Episcopal church

Episcopal church

Episcopal church

The Episcopal Church is the largest church found within the walls of Polystylon. You can notice the marble threshold of the entrance with the cavities where the door of the Church rests.

The Episcopal Church is the largest church building of the Byzantine city. It was founded in the 9th-10th century and rebuilt in the 11th century. Built on the ruins of an earlier Christian basilica, the church seems to have an uninterrupted operation at least until the 14th century when it was destroyed during the reign of Paleologos. It's a, big, three-aisled basilica with interesting architectural elements, as in many parts of its external walls you can see mortars with decorative coating such as the rosette with a cross in red colour, which is on the north side of the church.

The Episcopal Church has dimensions 23,90m x 15,90m and found to be founded, probably over an earlier, Early Christian, basilica. It dates back to 9th-10th century (Dadaki 1991, 354).

On the northeast corner the octagonal Baptistery of the previous, Early Christian, basilica has been annexed.

The church consists of a narthex, nave and sanctuary and various building phases are distinguished.
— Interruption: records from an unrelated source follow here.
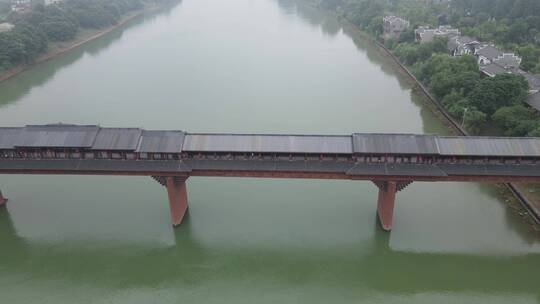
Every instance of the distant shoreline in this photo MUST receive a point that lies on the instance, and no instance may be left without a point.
(72, 45)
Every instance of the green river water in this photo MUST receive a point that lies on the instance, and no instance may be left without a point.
(247, 66)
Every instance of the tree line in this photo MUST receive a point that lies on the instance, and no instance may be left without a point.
(57, 22)
(484, 104)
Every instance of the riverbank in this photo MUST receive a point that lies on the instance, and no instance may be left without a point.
(514, 190)
(521, 198)
(56, 49)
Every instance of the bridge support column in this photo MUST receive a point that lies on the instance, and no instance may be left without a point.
(3, 200)
(177, 192)
(386, 201)
(385, 204)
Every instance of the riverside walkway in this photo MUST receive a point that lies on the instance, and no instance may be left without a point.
(390, 161)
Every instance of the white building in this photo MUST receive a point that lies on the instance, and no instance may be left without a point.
(49, 2)
(20, 5)
(6, 27)
(426, 34)
(393, 26)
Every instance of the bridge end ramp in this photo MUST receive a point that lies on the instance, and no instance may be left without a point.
(3, 200)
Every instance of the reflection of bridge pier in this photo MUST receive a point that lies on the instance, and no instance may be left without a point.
(3, 200)
(391, 161)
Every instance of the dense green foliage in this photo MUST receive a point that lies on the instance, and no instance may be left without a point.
(455, 81)
(59, 22)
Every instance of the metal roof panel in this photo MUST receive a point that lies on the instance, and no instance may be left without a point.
(57, 136)
(268, 143)
(124, 139)
(394, 144)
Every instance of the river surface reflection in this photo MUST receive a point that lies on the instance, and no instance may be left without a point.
(245, 66)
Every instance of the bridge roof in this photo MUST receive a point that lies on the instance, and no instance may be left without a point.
(268, 143)
(123, 139)
(489, 146)
(161, 141)
(93, 137)
(8, 137)
(394, 144)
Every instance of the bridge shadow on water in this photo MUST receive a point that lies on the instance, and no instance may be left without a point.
(191, 262)
(20, 85)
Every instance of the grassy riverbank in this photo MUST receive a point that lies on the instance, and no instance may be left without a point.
(531, 192)
(56, 49)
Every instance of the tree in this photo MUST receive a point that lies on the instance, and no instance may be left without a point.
(474, 120)
(500, 91)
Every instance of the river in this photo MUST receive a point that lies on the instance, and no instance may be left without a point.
(249, 66)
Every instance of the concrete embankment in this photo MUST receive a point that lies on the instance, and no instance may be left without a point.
(533, 208)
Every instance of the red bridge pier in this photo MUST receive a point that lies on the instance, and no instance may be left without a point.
(177, 192)
(386, 201)
(3, 200)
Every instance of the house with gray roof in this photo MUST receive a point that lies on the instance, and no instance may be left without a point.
(426, 34)
(493, 62)
(533, 100)
(486, 53)
(462, 45)
(393, 27)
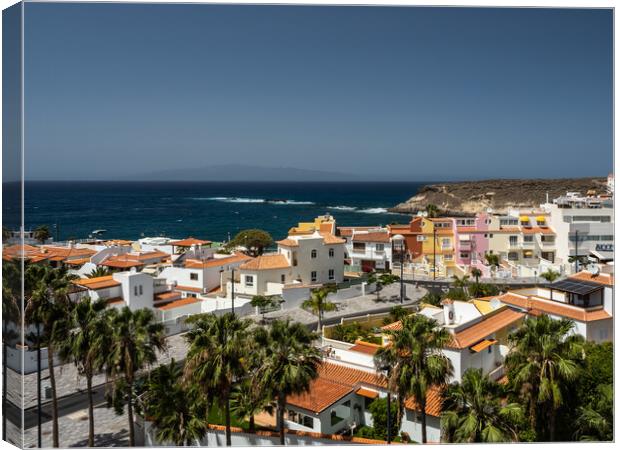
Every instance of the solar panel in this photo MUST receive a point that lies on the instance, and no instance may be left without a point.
(575, 287)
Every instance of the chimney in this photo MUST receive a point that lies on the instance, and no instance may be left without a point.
(448, 311)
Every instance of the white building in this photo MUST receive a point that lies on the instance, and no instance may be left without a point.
(584, 227)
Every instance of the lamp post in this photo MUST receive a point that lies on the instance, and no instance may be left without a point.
(399, 242)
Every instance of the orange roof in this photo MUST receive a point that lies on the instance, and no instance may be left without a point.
(365, 347)
(267, 262)
(367, 393)
(601, 278)
(371, 237)
(177, 303)
(433, 402)
(216, 262)
(538, 305)
(490, 324)
(188, 242)
(189, 288)
(288, 242)
(97, 282)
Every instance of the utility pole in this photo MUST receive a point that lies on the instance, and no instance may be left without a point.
(232, 295)
(434, 251)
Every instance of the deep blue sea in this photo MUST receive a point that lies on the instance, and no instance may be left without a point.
(207, 210)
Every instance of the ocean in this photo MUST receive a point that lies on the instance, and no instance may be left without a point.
(207, 210)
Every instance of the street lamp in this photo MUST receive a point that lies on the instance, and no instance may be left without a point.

The Byzantine basilica was built with meticulous rubble interrupted in height of successive rows of brickwork. Additional features in the construction of the monument, as the technique of hidden brick and engravings on the outside coating and joints, that mimic carved stones in a row, show the Constantinople effect (Bakirtzi 1994).

Even today, you could distinguish on the site several embossed lintels made from marble, which have representations of birds, plants but also representations of the lunar cycle.

On the north wall of the church, a crucified rosette was found, today it is exhibited in the Archaeological Museum of Abdera.

Outside the main temple, and tangential to the side of the north wall, you could spot in near perfect conditions, two sarcophagi made out of local limestone. One sarcophagus is on the north side of the baptistery. Perhaps the sarcophagi are coming from the ancient city of Abdera and got used again, for a second time, during the Byzantine period.

This small square building, which is located on the north side and is adjacent to the entrance of the Episcopal Church, was declared by investigators to be the Bishopric which possibly was the home of each Bishop of Polystilon of that time.

This is the Bishopric, as it is represented in this overall architectural sketch, made by the scholars of the region.